When Ray Feldman joined in in 1977, he loved the congregation, but not the building. “It was old and having some problems,” he said. Pointing to a plain, small, portable ark sitting with other relics at the brunch, he said, “That ark is from the old synagogue. It’s not so inspiring.”
Feldman called the new building “a revelation.”
“The first time I came into this new building, it was awesome,” he said. “I loved the fact that they had cushion benches instead of wood pews. And the way it’s constructed — you look up and see it looks like a temple! You just look around and it gives you a feeling of serenity, and calm. You can sit and think.”
For some of those who had been there longer, like Schlenger, the move was harder “because of sentimentality,” Schlenger said. “You get used to something.”
Schlenger had hoped for another expansion of the old building, perhaps adding a second floor. But he acknowledged the soundness of the decision. “It turned out well because we had a large increase in membership,” he said.
The membership committee continued its practice of going out to people’s homes and asking them to join.
Betty Crane, who also joined in 1977 and served as sisterhood president in 1982, recalled that someone from the membership committee “literally came to our home with the membership application. All the young people were members — he made sure we joined.”
Women’s roles at the synagogue changed significantly in the 1980s, both on the bima and in other ways.
Rabbi Asher Krief, who led the synagogue from 1974 until 2001, instituted the adult bat mitzva in the early 1980s, and attracted large groups for the first several years.
Heddy Belman was among the first women to take on High Holy Day haftara readings. “Sam Schneider did the haftara on the second day of Rosh Hashana for decades,” she said. “I was the third ever to do it on the High Holy Days.” She recalled being anxious because she was sitting next to Schneider. But, she said, “After I did it, he stood up and shook my hand. That was a huge transformation.”

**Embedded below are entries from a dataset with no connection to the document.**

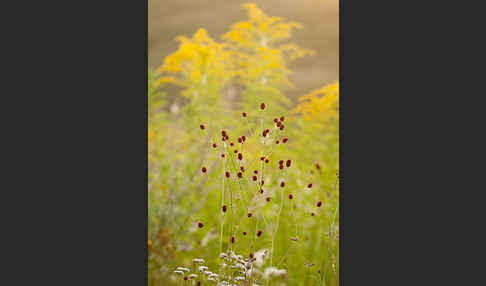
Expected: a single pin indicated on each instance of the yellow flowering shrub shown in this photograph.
(320, 105)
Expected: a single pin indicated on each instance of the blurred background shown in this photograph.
(230, 57)
(320, 18)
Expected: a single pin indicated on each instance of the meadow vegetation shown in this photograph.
(243, 184)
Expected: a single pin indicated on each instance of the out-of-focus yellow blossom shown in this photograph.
(198, 61)
(257, 53)
(321, 109)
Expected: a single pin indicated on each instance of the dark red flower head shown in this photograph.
(288, 163)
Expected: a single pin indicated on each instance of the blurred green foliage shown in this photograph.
(219, 82)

Social changes also affected the sisterhood. Crane, who was sisterhood president in 1982 (also the year she celebrated her own adult bat mitzva) recalled that its meetings would regularly attract 80 members. To accommodate working women, the meeting times were changed from daytime to evenings and Sunday brunch.
The congregation changed profoundly during the 1990s. The completion of Route 287, enabling a commute from the area in any direction, brought large numbers into the township and the congregation. A 1994 merger with Lake Hiawatha Jewish Center brought another 150 new members to PBJC’s nearly 200.

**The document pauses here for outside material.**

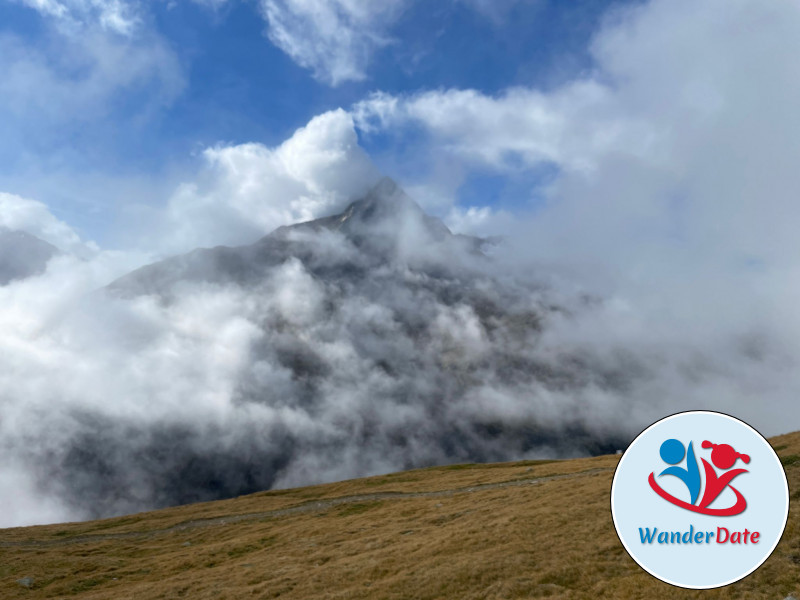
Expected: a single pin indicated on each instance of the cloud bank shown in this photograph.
(652, 271)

Nancy Tuckman, who joined in 1995, was a newer kind of member, more integrated into the larger community. Her ties to the congregation, created largely through her children’s preschool experiences, remained critical, however. “As our kids grew up, we’d see each other on the soccer fields and at bar mitzvas,” she said. “The way the kitchen is the center of the house, this is the center of the community.”
That influx led to a final 1998 expansion, but also a rabbinic change. “Younger people gravitated toward us,” said Feldman. Krief, now rabbi emeritus, stepped down in 2001, and after several years of interim rabbis, in 2007 the congregation hired Rabbi Finkel, who was ordained by the Reconstructionist Rabbinical College in 1979.
The congregation’s membership peaked in 2010 at 500 families, and has dropped to about 425.
Current president Jonathan Cohen thinks the community is up to the challenges it now faces. The community is less connected and more secular, he said. As a result, “We’re doing new things — we’re having celebrations and speakers to bring the congregation together in a way we haven’t seen in a while. We want it to feel warm and welcoming so it draws people in.”
He added, “We need to reinvent ourselves. But hopefully, this is the kickoff of another 120 years.”